It is 2018 and everything that is being built on the cloud has to be a Microservices Architecture. It was not so long ago, one could build one monolithic service, deploy it behind an elastic load balancer and he was set. Once a REST call was received by the service, it can either return a success or a failure based on what happened in the processing of the request.
But that architecture had its limitations and issues that led people to look at microservices architecture. As microservices become commonplace, we are faced with unique challenges that need to be resolved for a microservices based cloud deployment.
Let's look at an example. Let's say we are building a School Management System. A typical school management system would have following modules within the system.
Now, Let's take a very simple use case on this system. A parent who has got his child admitted into the school wants to pay the fees and confirm the admission. It would probably look something like below.
Now, let's assume each of the lines in the above picture are separate microservices. When parent tried to confirm the admission by paying the fees, he interacted with Admissions microservice which provided him details of fees that needs to be paid. In turn, Account microservice calls the payment gateway interface and processes the payment.
It is possible that there is a transient error in the call between Accounts and Payment Gateway microservices. The likelihood of such errors across microservices is higher because every call across microservices is a network call. There are two options to handle such situations.

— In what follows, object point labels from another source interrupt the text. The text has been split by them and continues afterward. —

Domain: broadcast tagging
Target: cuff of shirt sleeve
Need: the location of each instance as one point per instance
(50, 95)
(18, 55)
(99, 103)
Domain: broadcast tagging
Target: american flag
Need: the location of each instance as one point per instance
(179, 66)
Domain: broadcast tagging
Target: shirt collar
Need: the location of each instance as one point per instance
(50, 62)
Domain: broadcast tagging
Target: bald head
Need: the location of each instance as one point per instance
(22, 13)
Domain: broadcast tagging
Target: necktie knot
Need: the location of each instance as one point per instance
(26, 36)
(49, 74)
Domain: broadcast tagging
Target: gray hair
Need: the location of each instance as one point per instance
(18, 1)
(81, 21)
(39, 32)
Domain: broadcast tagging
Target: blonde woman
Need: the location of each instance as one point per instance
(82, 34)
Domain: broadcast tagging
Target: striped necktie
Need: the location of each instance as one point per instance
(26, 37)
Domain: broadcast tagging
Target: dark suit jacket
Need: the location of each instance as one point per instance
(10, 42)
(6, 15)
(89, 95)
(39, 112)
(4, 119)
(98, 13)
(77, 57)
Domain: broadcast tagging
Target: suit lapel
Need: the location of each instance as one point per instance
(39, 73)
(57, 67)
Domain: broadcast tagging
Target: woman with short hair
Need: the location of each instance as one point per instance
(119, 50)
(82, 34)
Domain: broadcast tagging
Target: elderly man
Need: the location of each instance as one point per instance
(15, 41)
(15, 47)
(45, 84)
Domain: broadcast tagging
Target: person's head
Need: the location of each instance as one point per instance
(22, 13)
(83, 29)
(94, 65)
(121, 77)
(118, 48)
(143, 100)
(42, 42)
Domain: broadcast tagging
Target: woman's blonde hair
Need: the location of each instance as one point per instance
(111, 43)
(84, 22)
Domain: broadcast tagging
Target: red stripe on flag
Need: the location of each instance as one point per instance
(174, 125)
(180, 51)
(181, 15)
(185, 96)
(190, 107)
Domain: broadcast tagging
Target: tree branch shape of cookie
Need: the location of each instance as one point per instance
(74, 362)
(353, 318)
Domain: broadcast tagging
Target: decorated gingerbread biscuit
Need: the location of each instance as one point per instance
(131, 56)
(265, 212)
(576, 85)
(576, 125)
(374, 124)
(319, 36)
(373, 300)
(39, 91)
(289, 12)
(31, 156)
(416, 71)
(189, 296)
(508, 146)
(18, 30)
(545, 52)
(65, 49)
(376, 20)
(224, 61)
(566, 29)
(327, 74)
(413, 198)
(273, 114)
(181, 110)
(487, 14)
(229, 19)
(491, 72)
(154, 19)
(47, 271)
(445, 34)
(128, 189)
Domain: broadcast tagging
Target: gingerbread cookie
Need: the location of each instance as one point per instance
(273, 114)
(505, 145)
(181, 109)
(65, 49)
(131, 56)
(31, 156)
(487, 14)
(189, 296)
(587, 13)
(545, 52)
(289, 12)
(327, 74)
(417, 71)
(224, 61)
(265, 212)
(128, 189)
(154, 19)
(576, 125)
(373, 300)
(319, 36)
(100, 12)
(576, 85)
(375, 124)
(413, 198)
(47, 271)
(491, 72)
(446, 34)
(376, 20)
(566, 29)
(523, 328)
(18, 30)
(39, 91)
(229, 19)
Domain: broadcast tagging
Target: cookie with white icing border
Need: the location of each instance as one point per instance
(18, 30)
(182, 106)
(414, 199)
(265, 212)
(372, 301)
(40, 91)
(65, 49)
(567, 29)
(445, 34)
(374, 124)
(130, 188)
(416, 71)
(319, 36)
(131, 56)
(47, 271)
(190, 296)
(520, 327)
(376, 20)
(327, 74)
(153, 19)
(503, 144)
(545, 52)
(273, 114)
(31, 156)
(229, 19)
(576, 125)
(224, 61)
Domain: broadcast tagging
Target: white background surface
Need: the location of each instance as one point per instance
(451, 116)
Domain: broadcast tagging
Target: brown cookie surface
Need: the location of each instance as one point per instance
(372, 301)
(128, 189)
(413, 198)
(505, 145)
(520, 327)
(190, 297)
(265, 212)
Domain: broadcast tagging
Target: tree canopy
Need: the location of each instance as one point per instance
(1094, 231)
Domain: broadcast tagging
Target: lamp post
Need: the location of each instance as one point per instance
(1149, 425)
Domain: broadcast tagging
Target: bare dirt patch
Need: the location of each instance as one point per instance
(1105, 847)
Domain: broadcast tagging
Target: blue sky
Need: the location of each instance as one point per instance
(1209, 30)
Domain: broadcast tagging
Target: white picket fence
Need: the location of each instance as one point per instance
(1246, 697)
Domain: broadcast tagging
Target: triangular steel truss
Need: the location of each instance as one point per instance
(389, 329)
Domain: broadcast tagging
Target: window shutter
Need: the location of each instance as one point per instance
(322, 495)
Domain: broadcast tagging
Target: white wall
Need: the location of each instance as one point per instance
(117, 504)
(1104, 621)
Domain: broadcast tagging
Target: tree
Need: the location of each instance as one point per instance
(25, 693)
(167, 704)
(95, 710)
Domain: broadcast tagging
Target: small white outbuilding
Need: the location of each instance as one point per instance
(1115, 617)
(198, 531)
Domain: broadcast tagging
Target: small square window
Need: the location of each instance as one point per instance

We now we have another microservice which takes care of retrying the failed request. Assuming the initial request for fee payment to the payment gateway was unsuccessful, the modified flow of requests will look like below.
We can clearly see this flow is more resilience and takes care of scenarios when the REST call between microservices may fail. The next big question is what are the conditions when the requests need to be sent to dead letter queue. To understand this, let's look at HTTP error codes and try to figure out what they really mean.
The HTTP error codes depicting failures are defined in series 4XX and 5XX. Let's evaluate them one by one. Normally as per standards, 4XX series are error codes are used to denote the situations where the client has errored while 5XX denotes situations where the server has errored.
401 Unauthorized, 403 Forbidden We need to understand how we are authenticating request across microservices. If the authentication is being down with client/user credentials, then this is a fatal error and we can return the error to client/user. If it is a service authentication across users, we will have to handle it internally and we should send the request to DLQ.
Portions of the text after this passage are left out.